Kaplan’ın adamlarının, özellikle Albüm ve Tren adlı gece kulübünün bulunduğu bölgedeki sokaklara dağılarak ellerindeki telsizlerle her yeri kontrol altına aldıklarını, korsan taksileri yönettiklerini, polislerin devriye gezmeleri sırasında telsiz kullanarak birbirlerini uyardıklarını ve kontrollerden kurtulduklarını söyledi.

Buradan gündeme getireyim, belki savcılık bu konuyu da araştırma gereği duyar.

Yüksel Kocaman’ın açıklaması

Gelelim bir önceki Büyüteç’te gündeme getirdiğim konuya.

Yine aynı suç örgütü soruşturması çerçevesinde; şüpheli Ayhan Bora Kaplan’ın bir yüksek yargı mensubuna villa ve lüks araç aldığı iddiasını gündeme taşıdım.

Özellikle isim vermemiştim; ancak Halk TV’den meslektaşım Seyhan Avşar, ismini vermediğim yüksek yargı mensubu Yargıtay Üyesi Yüksel Kocaman‘a ulaşıp hakkındaki iddiaları sordu.

Tam da beklendiği üzere Kocaman, iddiaları kabul etmedi. Zaten etmesi de mevcut düzende beklenemez. Fakat Yargıtay, Kocaman’ın hakkındaki iddialarla bir süredir çalkalanıyor.

Kocaman, içinde muhatabına ulaşan mesajlar taşıyan açıklamasında, Kaplan’ın gözaltına alınmasının eski Bakan Soylu’ya yönelik olduğunu ifade etti. Kanımca bu ifadenin anlamı, mesajın doğrudan Süleyman Soylu’ya verildiği yolundaydı. Zira, Kocaman döneminde Kaplan hakkında verilen, “kovuşturma yapılmaya yer olmadığı kararları” (KYOK) var.

Son operasyonun, bu kararlardan birisinde geçen konular üzerinden yürütüldüğü bilgisi var. Bu bilgi doğruysa, bugün Kaplan ve adamlarının tutuklanmasına sebep olan dosyaya, Kocaman döneminde nasıl KYOK verildiğinin yanıtı olmalı sanırım.

Kocaman’ın aynı açıklamadaki diğer iddiası ise, Emniyet’te halen kripto FETÖ’cüler olduğuydu. Kaplan’ın Ankara’daki faaliyetlerini üst noktaya çıkardığı dönemde Ankara Cumhuriyet Başsavcısı olan Kocaman şöyle dedi:

“(…) Ben Emniyet ile çok uyumlu çalıştım. Ancak görünüyor ki Emniyet’te halen kripto FETÖ’cüler var ve soruşturma aşamasında bilgi sızdırarak süreci yıpratmaya çalışıyorlar. Öyle anlıyorum. (…)”

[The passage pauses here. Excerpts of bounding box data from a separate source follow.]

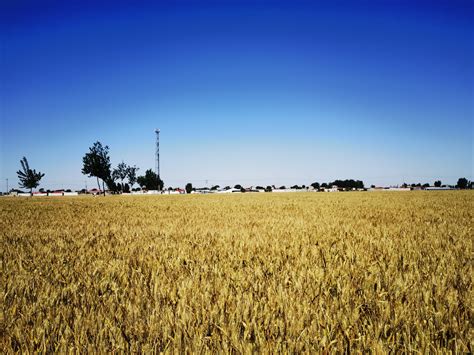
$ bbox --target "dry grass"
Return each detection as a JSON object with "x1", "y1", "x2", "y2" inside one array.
[{"x1": 0, "y1": 191, "x2": 474, "y2": 353}]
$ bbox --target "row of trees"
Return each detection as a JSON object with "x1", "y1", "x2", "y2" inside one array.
[
  {"x1": 82, "y1": 141, "x2": 164, "y2": 195},
  {"x1": 12, "y1": 145, "x2": 474, "y2": 195}
]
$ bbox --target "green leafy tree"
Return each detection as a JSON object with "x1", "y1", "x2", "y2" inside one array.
[
  {"x1": 127, "y1": 165, "x2": 140, "y2": 189},
  {"x1": 16, "y1": 157, "x2": 44, "y2": 195},
  {"x1": 137, "y1": 169, "x2": 164, "y2": 190},
  {"x1": 82, "y1": 141, "x2": 113, "y2": 196},
  {"x1": 112, "y1": 160, "x2": 128, "y2": 190},
  {"x1": 184, "y1": 182, "x2": 193, "y2": 194}
]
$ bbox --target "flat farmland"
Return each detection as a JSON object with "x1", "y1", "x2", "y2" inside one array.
[{"x1": 0, "y1": 191, "x2": 474, "y2": 353}]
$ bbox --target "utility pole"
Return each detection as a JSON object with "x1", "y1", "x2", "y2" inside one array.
[{"x1": 155, "y1": 128, "x2": 160, "y2": 181}]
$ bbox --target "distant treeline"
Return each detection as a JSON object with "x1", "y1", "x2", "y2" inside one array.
[{"x1": 311, "y1": 179, "x2": 364, "y2": 189}]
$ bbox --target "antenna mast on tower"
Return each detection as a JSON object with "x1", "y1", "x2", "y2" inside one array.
[{"x1": 155, "y1": 128, "x2": 160, "y2": 177}]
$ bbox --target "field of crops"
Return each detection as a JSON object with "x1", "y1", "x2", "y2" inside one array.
[{"x1": 0, "y1": 191, "x2": 474, "y2": 353}]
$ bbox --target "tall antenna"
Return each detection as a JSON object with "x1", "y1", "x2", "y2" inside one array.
[{"x1": 155, "y1": 128, "x2": 160, "y2": 177}]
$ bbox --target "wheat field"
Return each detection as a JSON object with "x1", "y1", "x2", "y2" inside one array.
[{"x1": 0, "y1": 191, "x2": 474, "y2": 353}]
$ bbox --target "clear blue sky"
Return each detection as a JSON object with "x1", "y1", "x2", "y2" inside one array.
[{"x1": 0, "y1": 0, "x2": 474, "y2": 190}]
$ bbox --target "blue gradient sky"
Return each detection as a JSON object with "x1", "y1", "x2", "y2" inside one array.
[{"x1": 0, "y1": 1, "x2": 474, "y2": 190}]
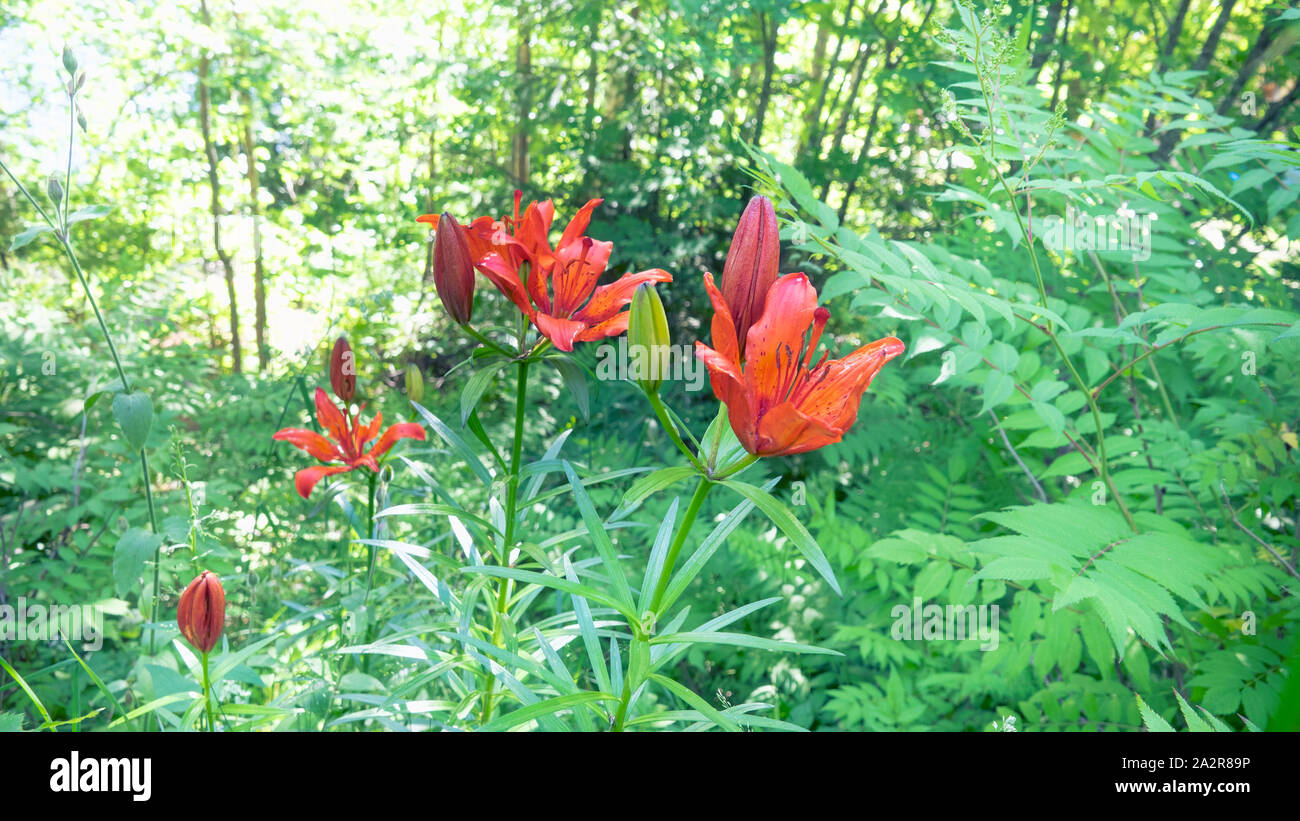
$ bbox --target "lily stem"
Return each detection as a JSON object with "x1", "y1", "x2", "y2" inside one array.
[
  {"x1": 646, "y1": 391, "x2": 705, "y2": 472},
  {"x1": 203, "y1": 653, "x2": 217, "y2": 733},
  {"x1": 0, "y1": 144, "x2": 163, "y2": 646},
  {"x1": 614, "y1": 477, "x2": 714, "y2": 733},
  {"x1": 480, "y1": 359, "x2": 528, "y2": 724}
]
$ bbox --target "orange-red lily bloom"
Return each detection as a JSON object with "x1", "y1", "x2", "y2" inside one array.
[
  {"x1": 270, "y1": 388, "x2": 424, "y2": 499},
  {"x1": 696, "y1": 274, "x2": 904, "y2": 456},
  {"x1": 431, "y1": 191, "x2": 672, "y2": 351},
  {"x1": 176, "y1": 570, "x2": 226, "y2": 653}
]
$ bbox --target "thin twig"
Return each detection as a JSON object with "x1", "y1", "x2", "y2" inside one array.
[
  {"x1": 988, "y1": 408, "x2": 1048, "y2": 503},
  {"x1": 1219, "y1": 479, "x2": 1300, "y2": 578}
]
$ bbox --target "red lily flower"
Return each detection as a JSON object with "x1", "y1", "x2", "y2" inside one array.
[
  {"x1": 696, "y1": 274, "x2": 904, "y2": 456},
  {"x1": 420, "y1": 191, "x2": 672, "y2": 351},
  {"x1": 270, "y1": 388, "x2": 424, "y2": 499}
]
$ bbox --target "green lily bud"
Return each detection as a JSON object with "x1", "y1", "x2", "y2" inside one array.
[
  {"x1": 628, "y1": 283, "x2": 672, "y2": 394},
  {"x1": 407, "y1": 362, "x2": 424, "y2": 403}
]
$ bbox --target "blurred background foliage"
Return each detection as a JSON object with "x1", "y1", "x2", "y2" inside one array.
[{"x1": 0, "y1": 0, "x2": 1300, "y2": 730}]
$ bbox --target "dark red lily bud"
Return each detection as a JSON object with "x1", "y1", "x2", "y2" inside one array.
[
  {"x1": 329, "y1": 336, "x2": 356, "y2": 403},
  {"x1": 433, "y1": 213, "x2": 475, "y2": 322},
  {"x1": 722, "y1": 196, "x2": 781, "y2": 356},
  {"x1": 176, "y1": 570, "x2": 226, "y2": 653}
]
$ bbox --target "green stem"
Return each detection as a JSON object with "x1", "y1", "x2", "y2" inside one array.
[
  {"x1": 975, "y1": 27, "x2": 1138, "y2": 533},
  {"x1": 361, "y1": 472, "x2": 380, "y2": 608},
  {"x1": 480, "y1": 359, "x2": 529, "y2": 724},
  {"x1": 614, "y1": 477, "x2": 712, "y2": 733},
  {"x1": 203, "y1": 653, "x2": 217, "y2": 733},
  {"x1": 460, "y1": 325, "x2": 515, "y2": 357},
  {"x1": 646, "y1": 391, "x2": 705, "y2": 472}
]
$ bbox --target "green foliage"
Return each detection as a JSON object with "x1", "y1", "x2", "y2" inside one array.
[{"x1": 0, "y1": 0, "x2": 1300, "y2": 731}]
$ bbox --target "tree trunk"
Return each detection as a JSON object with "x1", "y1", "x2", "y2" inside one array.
[
  {"x1": 1030, "y1": 0, "x2": 1065, "y2": 71},
  {"x1": 750, "y1": 13, "x2": 781, "y2": 147},
  {"x1": 239, "y1": 88, "x2": 270, "y2": 370},
  {"x1": 1214, "y1": 23, "x2": 1275, "y2": 114},
  {"x1": 798, "y1": 0, "x2": 857, "y2": 157},
  {"x1": 1192, "y1": 0, "x2": 1236, "y2": 71},
  {"x1": 1251, "y1": 82, "x2": 1300, "y2": 139},
  {"x1": 837, "y1": 94, "x2": 883, "y2": 222},
  {"x1": 199, "y1": 0, "x2": 243, "y2": 373},
  {"x1": 510, "y1": 16, "x2": 533, "y2": 188},
  {"x1": 831, "y1": 45, "x2": 874, "y2": 156},
  {"x1": 1160, "y1": 0, "x2": 1192, "y2": 71}
]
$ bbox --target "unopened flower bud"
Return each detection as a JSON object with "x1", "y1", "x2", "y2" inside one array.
[
  {"x1": 329, "y1": 336, "x2": 356, "y2": 403},
  {"x1": 419, "y1": 213, "x2": 475, "y2": 323},
  {"x1": 407, "y1": 362, "x2": 424, "y2": 403},
  {"x1": 722, "y1": 196, "x2": 781, "y2": 356},
  {"x1": 176, "y1": 570, "x2": 226, "y2": 653},
  {"x1": 628, "y1": 283, "x2": 672, "y2": 394}
]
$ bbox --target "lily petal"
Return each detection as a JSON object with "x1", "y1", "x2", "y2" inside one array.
[
  {"x1": 754, "y1": 394, "x2": 842, "y2": 456},
  {"x1": 696, "y1": 342, "x2": 758, "y2": 453},
  {"x1": 365, "y1": 422, "x2": 424, "y2": 469},
  {"x1": 573, "y1": 268, "x2": 672, "y2": 325},
  {"x1": 270, "y1": 427, "x2": 343, "y2": 461},
  {"x1": 471, "y1": 251, "x2": 533, "y2": 316},
  {"x1": 316, "y1": 387, "x2": 354, "y2": 457},
  {"x1": 533, "y1": 310, "x2": 586, "y2": 352},
  {"x1": 745, "y1": 274, "x2": 816, "y2": 416},
  {"x1": 790, "y1": 336, "x2": 905, "y2": 430},
  {"x1": 294, "y1": 465, "x2": 354, "y2": 499},
  {"x1": 555, "y1": 199, "x2": 605, "y2": 251}
]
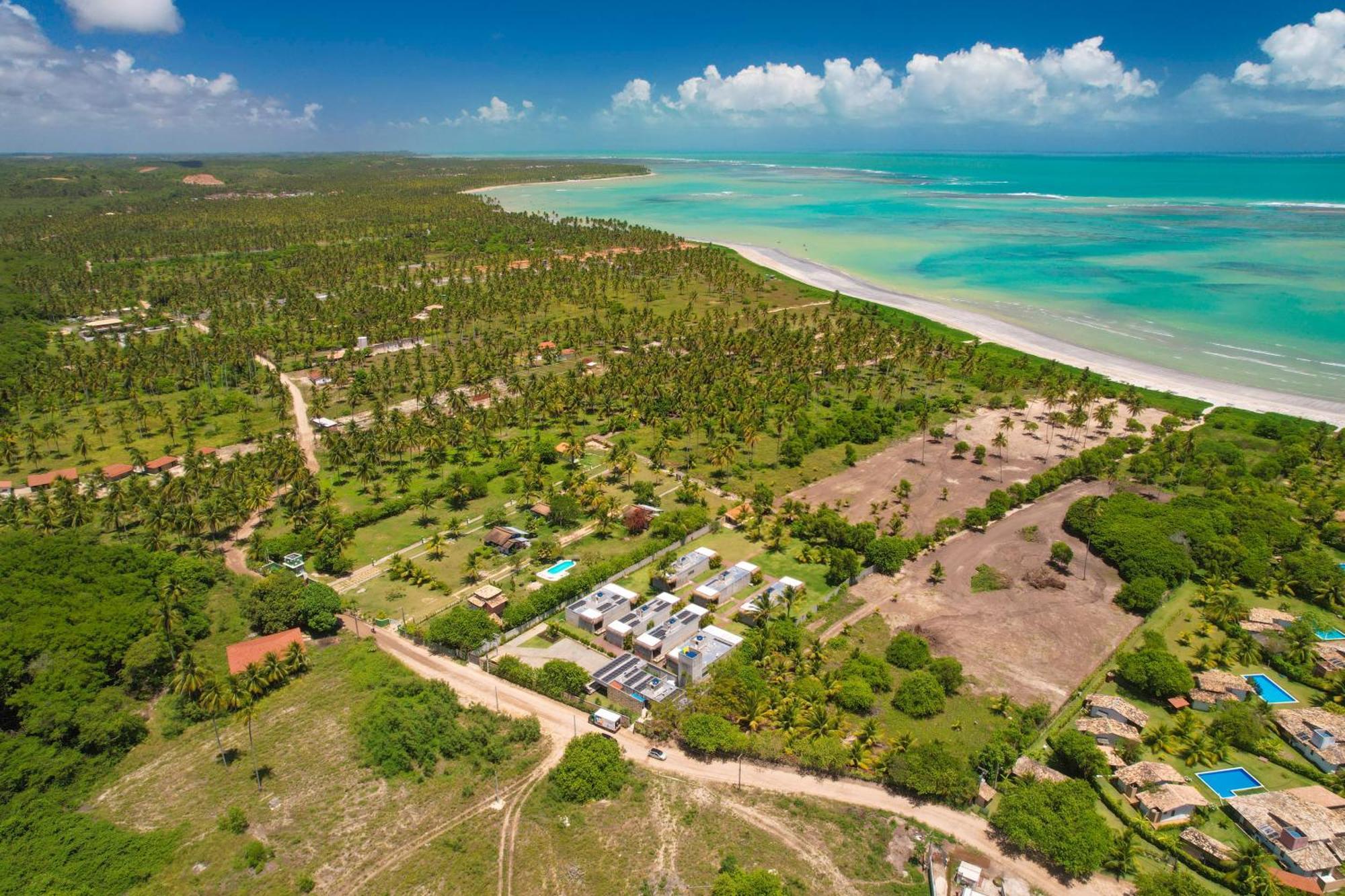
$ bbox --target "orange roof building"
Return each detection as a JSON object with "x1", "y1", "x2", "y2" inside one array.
[
  {"x1": 28, "y1": 467, "x2": 79, "y2": 489},
  {"x1": 225, "y1": 628, "x2": 304, "y2": 676}
]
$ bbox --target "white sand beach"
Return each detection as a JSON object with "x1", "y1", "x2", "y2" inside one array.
[
  {"x1": 714, "y1": 241, "x2": 1345, "y2": 426},
  {"x1": 459, "y1": 171, "x2": 654, "y2": 195}
]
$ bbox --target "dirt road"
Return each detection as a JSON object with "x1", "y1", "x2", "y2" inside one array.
[
  {"x1": 253, "y1": 355, "x2": 317, "y2": 473},
  {"x1": 342, "y1": 616, "x2": 1128, "y2": 896}
]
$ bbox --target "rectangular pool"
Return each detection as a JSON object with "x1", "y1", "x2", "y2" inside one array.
[
  {"x1": 1196, "y1": 767, "x2": 1262, "y2": 799},
  {"x1": 537, "y1": 560, "x2": 577, "y2": 581},
  {"x1": 1243, "y1": 673, "x2": 1298, "y2": 706}
]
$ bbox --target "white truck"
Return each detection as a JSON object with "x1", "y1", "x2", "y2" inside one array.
[{"x1": 589, "y1": 709, "x2": 621, "y2": 731}]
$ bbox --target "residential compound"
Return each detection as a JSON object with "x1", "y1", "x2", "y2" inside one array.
[
  {"x1": 691, "y1": 560, "x2": 759, "y2": 607},
  {"x1": 603, "y1": 591, "x2": 677, "y2": 647},
  {"x1": 1275, "y1": 706, "x2": 1345, "y2": 774},
  {"x1": 738, "y1": 576, "x2": 806, "y2": 619},
  {"x1": 672, "y1": 626, "x2": 742, "y2": 688},
  {"x1": 650, "y1": 548, "x2": 720, "y2": 591},
  {"x1": 635, "y1": 604, "x2": 709, "y2": 662},
  {"x1": 1227, "y1": 784, "x2": 1345, "y2": 892},
  {"x1": 565, "y1": 585, "x2": 639, "y2": 635},
  {"x1": 589, "y1": 654, "x2": 678, "y2": 716}
]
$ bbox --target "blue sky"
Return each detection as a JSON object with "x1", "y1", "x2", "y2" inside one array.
[{"x1": 0, "y1": 0, "x2": 1345, "y2": 152}]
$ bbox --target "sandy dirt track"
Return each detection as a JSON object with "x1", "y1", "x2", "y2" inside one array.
[{"x1": 343, "y1": 616, "x2": 1130, "y2": 896}]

Şimdi burada Kocaman’a, “Peki madem öyle göreviniz sırasında neden bu kripto FETÖ’cü polisleri tespit edip gereğini yapmadınız” sorusunu yöneltmek gerekir.

Kaldı ki, kimi iktidar yanlıları, bürokratlar, siyasetçiler kendilerini ilgilendiren süreçlerde hoşlarına gitmeyen durum yaşadıklarında, bu durumları ortaya çıkaranları “FETÖ’cülük”le suçlamayı kural haline getirdiler.

Ayrıca, Kocaman görevi devrederken FETÖ’ye karşı büyük işler yapıldığını söylemişti. Demek ki şimdi işlerin eksik yapıldığı ortaya çıktı!

Yanı sıra; Kocaman açıklamasında, hem “Soylu’ya operasyon” diyor hem de polisin eylemlerine karşı Kaplan’ın kendisinden yardım talebinde bulunduğunu ifade ediyor.

İçişleri Bakanı Soylu ile “dolaylı” bağlantısı olan Kaplan, Soylu’nun emrindeki emniyetten şikâyeti için neden İçişleri Bakanı’na ulaşmayıp Ankara Cumhuriyet Başsavcısı’na gitsin? Bunun nasıl bir mantığı olabilir?

Kocaman’ın “Kaplan’ı sadece bir kere gördüğü” cümlesi de önemli!

Burada kendisine küçük bir hatırlatma yapayım, lüks aracı almak için Esenboğa Havalimanı yakınlarındaki firma merkezinde, yanında Kaplan olduğu halde, aracın neden geç teslim edildiği konusunda çalışanlara yönelik “atarlı çıkışı” sanırım unuttu! Onu da hatırlatmış olayım.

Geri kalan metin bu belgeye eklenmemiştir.